Miami’s Phillip and Patricia Frost Museum of Science


(Pictures Taken By: Nile Fortner)

For years-and-years, Miami has been waiting for a museum to take them away to a galaxy far-far-away, or earthly ecosystems coming to life in front of their eyes. Now with Phillip and Patricia Frost Museum, people of all ages can explore their interest. With years of repeated delay, construction, and funding shortfalls, the four-building, 250,000-sq-ft museum hit Miami’s Biscayne Bay offering family fun, science, educational activities, and nature.



The Miami museum was first envisaged about 20 years ago and it’s replaced the much smaller facility that had been receiving visitors in Coconut Grove, south of downtown, since 1960. Exhibits include a free-flight aviary and a look at a live coral collection. Others parts of the museum will feature the science behind the solar system, the physics of lasers, and the history and execution of flight, from the earliest flying reptiles to space exploration and the modern airplane.


On the first floor of the museum, kids will be able to jump around the luminous dance floor. The dance floor teaches visitors about how their body works, dieting, and the orange, yellow, neon lights, make it all fun for every age.




Fish, like fall leaves, vibrant and thin. Their scales like the most delicate of armor plating make their way through the massive tank. A small child has his eyes fixed on the bright yellow fish. Its fins resemble more of a wingspan of a dragon the way it glides through the water. Its teeth aren’t a stranger to flesh and blood. Much like the fish, the child’s eyes bulge when a 7-foot shark swoops by above his head.
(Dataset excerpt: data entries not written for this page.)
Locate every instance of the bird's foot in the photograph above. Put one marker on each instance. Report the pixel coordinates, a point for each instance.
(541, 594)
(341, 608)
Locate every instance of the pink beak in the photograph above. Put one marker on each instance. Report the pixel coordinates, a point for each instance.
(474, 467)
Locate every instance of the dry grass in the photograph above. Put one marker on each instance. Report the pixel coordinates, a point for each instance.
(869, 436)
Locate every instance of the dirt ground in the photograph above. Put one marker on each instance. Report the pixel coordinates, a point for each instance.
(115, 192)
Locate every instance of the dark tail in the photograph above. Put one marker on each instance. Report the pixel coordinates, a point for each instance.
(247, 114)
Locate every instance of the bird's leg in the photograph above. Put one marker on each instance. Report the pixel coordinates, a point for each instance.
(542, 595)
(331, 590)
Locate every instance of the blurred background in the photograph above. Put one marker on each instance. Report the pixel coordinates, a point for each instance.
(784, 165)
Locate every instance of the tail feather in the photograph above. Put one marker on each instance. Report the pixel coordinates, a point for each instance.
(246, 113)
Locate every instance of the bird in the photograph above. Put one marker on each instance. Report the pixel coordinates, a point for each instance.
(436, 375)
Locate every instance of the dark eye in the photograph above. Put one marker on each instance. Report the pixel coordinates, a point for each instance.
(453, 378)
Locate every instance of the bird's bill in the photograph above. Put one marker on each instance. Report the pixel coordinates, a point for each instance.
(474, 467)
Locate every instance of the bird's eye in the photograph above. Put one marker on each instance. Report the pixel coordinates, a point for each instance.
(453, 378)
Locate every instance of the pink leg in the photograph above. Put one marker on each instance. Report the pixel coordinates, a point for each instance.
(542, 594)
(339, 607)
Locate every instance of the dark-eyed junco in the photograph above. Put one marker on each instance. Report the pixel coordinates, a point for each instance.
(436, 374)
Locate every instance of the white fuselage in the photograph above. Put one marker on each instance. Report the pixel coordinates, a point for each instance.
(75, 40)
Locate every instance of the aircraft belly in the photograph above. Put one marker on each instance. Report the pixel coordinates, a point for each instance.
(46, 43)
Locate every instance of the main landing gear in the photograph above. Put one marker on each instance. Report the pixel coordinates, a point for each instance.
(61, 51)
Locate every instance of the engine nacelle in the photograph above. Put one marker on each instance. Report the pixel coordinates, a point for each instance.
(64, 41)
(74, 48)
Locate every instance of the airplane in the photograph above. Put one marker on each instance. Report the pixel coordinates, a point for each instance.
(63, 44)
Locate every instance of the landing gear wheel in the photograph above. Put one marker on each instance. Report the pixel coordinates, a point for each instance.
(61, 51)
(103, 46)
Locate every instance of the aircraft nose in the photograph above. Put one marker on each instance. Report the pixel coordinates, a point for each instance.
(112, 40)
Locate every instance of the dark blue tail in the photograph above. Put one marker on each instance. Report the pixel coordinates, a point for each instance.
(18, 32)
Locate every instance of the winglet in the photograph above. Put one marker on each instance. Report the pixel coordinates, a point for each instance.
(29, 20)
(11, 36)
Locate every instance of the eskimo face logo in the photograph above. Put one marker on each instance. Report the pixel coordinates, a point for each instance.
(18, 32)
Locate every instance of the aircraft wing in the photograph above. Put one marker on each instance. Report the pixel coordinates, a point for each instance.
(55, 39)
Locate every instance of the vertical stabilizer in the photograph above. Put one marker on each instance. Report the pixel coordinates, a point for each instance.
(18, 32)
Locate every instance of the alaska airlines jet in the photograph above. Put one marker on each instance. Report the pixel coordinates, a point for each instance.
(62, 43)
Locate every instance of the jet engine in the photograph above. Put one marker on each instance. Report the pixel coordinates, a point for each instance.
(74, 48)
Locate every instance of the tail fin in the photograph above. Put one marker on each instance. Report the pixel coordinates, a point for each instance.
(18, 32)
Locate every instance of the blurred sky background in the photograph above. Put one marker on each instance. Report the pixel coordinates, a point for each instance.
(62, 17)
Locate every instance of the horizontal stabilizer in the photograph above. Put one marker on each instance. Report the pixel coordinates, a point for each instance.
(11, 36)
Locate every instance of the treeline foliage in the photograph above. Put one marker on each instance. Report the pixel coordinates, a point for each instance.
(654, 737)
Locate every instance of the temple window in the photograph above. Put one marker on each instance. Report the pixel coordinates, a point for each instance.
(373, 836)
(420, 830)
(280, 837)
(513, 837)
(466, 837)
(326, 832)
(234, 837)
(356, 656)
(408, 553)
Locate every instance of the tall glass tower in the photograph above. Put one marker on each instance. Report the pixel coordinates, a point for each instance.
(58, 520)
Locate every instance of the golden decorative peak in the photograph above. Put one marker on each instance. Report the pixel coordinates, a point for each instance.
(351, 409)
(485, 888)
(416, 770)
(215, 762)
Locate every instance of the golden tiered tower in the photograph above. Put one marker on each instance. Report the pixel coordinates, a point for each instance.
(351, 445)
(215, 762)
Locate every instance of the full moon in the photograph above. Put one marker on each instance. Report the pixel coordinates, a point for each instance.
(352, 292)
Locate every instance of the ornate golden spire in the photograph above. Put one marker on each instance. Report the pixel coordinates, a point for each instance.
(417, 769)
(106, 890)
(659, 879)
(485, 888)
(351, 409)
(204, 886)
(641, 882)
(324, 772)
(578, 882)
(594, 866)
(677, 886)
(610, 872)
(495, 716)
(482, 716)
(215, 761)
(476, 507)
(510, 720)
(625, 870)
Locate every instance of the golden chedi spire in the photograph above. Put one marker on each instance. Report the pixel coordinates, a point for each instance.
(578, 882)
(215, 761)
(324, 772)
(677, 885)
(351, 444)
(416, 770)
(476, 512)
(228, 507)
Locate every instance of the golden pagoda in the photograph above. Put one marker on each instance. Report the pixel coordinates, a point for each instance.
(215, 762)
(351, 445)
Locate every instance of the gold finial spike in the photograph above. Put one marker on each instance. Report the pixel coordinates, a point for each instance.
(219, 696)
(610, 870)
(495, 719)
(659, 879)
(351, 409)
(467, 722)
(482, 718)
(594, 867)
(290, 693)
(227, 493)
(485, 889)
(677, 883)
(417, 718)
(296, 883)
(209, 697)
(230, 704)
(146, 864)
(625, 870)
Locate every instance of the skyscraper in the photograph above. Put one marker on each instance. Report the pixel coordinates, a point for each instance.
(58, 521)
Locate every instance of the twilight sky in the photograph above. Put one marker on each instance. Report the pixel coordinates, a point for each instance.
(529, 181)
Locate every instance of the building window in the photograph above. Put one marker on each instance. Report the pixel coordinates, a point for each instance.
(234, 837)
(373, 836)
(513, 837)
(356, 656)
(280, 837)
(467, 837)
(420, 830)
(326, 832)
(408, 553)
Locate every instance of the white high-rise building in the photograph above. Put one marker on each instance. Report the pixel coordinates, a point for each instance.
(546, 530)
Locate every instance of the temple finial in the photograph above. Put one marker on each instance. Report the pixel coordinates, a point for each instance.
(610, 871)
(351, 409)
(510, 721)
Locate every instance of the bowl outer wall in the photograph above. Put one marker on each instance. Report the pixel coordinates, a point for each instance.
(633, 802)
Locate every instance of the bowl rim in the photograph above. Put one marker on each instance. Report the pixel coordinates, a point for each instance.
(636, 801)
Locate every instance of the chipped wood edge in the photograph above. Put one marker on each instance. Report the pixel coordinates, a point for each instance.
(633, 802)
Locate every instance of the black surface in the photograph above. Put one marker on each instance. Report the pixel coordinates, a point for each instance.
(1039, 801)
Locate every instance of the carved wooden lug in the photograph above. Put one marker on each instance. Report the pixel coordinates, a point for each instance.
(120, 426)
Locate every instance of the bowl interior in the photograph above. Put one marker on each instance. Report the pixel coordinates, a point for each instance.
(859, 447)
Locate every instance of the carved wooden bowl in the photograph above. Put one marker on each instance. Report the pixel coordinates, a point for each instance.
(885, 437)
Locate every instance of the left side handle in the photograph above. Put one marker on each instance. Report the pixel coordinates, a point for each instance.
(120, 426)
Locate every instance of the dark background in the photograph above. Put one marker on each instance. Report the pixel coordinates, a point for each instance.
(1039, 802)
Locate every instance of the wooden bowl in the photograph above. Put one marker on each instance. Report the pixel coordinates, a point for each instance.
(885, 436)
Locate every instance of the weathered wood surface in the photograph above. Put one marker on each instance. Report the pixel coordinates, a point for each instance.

"Stop, Hammer Time" - A picture of a Hammerhead Shark (Pictures By: Nile Fortner)

One of the key features and highlights of Frost is the museum’s 100-ft-wide, 500,000-gallon, saltwater aquarium. This aquarium features creatures of the ocean through a 60,000-pound oculus. Some of the creatures include,


· Hammerhead Sharks

· Tiger Sharks

· Devil Rays

· Mahi Mahi Fish


In the "Feathers to the Stars" exhibit part of the museum, shows an assortment of dinosaurs, including a 30-foot-long feathered yutyrannus — an ancestor of the famed Tyrannosaurus rex. They also offer a look at human flight, animal flight such as birds, and space exploitation.

"Feathers to the Stars" exhibit part of the museum, shows an assortment of dinosaurs, including a 30-foot-long feathered yutyrannus

It’s like a black blanket contrasting with darkness and yellows, and the occasional white that has stars looking like spilt sugar on black marble. There are stars which dot the black blanket in an intricate pattern. This is space. A 250-seat planetarium, its imposing orb visible to passers-by on Biscayne Boulevard, will treat visitors to what the museum calls “a dazzling visual journey” to outer space, the ocean depths or inside the human body on a huge domed screen that is tilted forward at 23.5 degrees so that images move across a viewer’s entire field of vision. For example, the film ‘Asteroid: Mission Extreme’ makes you feel like you're on a rocket ship journeying through space.

Frost offers an educational experience, fun, great photo opportunities, and it is one of Miami’s most famous attractions.